Example 1 Eight Si substrates each having a thickness of 300 μm and whose main surface was 2 ° off from the (100) surface (both main surfaces were mirror surfaces) were used, and Ga (C
_{H 3) 3, Al (CH} 3) 3, Si as AsH _3, n-type dopant gas
Using H ₄ and H ₂ as a carrier gas, n-type GaAlAs was grown to 20 μm on both main surfaces of each Si substrate by the apparatus shown in FIG. The obtained eight semiconductor wafers had no warpage and cracks and had good electrical characteristics.

Example 2 After growing GaAlAs to 20 μm on both main surfaces of eight Si substrates having a thickness of 300 μm by the same method as in Example 1 described above, supply of gases other than H ₂ gas was stopped, and the raw material gas was left. As Ga
(CH ₃ ) ₃ , AsH ₃ , Zn (CH ₂ CH ₃ ) ₂ as P-type dopant gas
Was supplied to grow a p-type GaAs layer to a thickness of 5 μm. Also in this case, warpage and cracks did not occur in the obtained eight semiconductor wafers, and the electrical characteristics were good.

[Effects of the Invention] As described above, the method for manufacturing a semiconductor wafer of the present invention has the following remarkable effects.

(1) Since at least one compound semiconductor layer having the same thickness and the same material can be simultaneously formed on both mirror-finished main surfaces of the Si substrate by epitaxial growth, warpage and cracks do not occur in this semiconductor wafer.

(2) A plurality of semiconductor wafers free from the above-mentioned warpage and cracks can be simultaneously manufactured by one epitaxial growth, and the mass productivity is excellent.

[Brief description of drawings]

FIG. 1 is an explanatory diagram showing a semiconductor wafer, FIG. 2 is an explanatory diagram showing a conventional example, and FIG. 3 is an explanatory diagram showing one embodiment of a semiconductor wafer manufacturing method of the present invention. 1: semiconductor wafer, 2: Si substrate, 3: compound semiconductor layer.

Claims (1)

[Claims] 1. A heating method for heating both main surfaces of a Si substrate supported in a reaction tube to bring the source gas supplied into the reaction tube into contact with the both main surfaces to form at least one or more compound semiconductor layers of the same material.
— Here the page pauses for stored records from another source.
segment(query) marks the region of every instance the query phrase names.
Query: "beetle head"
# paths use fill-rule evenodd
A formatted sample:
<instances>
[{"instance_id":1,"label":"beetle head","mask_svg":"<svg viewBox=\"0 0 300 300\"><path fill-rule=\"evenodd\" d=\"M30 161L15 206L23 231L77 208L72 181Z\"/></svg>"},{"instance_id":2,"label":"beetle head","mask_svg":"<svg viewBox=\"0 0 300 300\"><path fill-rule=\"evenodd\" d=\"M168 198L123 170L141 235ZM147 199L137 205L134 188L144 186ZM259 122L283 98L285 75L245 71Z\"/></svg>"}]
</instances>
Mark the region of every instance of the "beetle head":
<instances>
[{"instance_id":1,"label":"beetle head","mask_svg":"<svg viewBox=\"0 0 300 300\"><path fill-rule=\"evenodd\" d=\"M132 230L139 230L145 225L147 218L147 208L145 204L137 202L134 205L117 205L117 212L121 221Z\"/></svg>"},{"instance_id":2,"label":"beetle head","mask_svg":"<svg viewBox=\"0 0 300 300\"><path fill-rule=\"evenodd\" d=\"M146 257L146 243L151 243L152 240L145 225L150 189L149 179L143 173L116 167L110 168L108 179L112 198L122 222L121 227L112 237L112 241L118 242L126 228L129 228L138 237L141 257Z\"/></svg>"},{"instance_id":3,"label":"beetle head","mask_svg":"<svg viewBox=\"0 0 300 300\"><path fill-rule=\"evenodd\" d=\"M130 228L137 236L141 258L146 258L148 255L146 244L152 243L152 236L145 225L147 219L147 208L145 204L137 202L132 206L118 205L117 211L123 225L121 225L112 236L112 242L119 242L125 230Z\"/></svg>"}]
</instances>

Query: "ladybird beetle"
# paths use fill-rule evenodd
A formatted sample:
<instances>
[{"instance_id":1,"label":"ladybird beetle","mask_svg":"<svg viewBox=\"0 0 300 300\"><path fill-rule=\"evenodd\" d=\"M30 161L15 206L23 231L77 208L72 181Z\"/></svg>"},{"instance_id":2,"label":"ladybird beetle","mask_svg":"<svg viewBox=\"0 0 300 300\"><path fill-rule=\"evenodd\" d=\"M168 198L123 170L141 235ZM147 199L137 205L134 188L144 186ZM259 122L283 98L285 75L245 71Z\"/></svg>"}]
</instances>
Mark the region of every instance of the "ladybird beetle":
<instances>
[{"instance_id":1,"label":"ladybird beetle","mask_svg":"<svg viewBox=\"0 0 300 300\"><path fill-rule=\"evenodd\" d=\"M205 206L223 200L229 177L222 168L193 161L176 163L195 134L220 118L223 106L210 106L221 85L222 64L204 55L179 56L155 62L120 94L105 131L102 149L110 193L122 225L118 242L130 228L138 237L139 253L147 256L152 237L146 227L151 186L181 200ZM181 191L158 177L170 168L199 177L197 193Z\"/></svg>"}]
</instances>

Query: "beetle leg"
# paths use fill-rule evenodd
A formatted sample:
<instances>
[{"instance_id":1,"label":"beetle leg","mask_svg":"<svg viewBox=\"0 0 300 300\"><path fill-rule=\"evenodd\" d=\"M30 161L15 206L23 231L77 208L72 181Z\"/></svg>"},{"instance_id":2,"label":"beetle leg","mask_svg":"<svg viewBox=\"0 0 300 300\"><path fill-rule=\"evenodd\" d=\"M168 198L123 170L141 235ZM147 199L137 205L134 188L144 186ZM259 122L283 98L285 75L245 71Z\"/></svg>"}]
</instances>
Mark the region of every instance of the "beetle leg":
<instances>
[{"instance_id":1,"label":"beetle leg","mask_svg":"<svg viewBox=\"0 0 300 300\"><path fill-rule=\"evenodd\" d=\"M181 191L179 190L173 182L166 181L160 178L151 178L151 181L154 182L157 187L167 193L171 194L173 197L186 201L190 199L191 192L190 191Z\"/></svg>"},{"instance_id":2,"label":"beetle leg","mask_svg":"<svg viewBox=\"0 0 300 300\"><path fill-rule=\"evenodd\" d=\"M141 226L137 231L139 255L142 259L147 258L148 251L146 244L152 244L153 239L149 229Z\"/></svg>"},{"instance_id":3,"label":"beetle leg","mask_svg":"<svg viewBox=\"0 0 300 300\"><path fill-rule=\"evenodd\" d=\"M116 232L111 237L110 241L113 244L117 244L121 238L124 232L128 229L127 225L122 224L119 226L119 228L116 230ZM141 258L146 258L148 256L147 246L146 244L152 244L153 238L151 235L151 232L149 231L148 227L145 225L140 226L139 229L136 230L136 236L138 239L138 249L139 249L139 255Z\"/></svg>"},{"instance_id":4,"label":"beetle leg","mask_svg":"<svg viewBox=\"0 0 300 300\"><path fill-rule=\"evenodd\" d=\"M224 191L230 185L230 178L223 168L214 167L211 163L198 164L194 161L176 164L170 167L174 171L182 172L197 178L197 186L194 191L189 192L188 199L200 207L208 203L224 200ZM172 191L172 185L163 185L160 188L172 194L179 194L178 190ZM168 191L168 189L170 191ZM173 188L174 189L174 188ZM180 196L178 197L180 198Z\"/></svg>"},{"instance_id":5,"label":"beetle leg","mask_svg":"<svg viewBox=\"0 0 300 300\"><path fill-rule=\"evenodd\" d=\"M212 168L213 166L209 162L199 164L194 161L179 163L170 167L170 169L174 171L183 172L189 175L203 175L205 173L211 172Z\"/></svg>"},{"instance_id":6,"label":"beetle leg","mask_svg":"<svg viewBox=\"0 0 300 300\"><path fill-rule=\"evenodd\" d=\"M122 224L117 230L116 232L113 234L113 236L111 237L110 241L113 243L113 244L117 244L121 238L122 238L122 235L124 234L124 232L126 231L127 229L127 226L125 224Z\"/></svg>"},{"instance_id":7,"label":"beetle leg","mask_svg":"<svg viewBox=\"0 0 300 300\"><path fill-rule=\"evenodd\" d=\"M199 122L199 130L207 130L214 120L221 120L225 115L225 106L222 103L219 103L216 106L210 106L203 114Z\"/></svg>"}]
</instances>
In the method for manufacturing a semiconductor wafer in which both main surfaces of the Si substrate are epitaxially grown at the same time, an inner tube is provided inside a reaction tube having a source gas introduction port in the upper part and a plurality of exhaust ports extending radially in the lower part of the side wall. A gas flow passage is formed between the inner pipe and the reaction pipe, and a plurality of the Si substrates are provided on a cylindrical wafer support provided in the gas flow passage, one main surface of which is the inner pipe of the inner pipe. While supporting toward the center respectively, the flow of the raw material gas supplied from the raw material gas introduction port of the reaction tube by the cylindrical wafer support is divided into an inner gas flow passage and an outer gas flow passage, and the outer gas flow passage is provided. Exhaust gas that passed Exhausted directly from the exhaust port and passing through the inner gas flow passage, exhaust gas is exhausted from the exhaust port through a hole provided at the bottom of the cylindrical wafer support, and at the same time, the inner side installed inside the inner pipe. A method of manufacturing a semiconductor wafer, comprising heating both main surfaces of the plurality of Si substrates with a heating body and an outer heating body provided so as to surround the outer circumference of the reaction tube.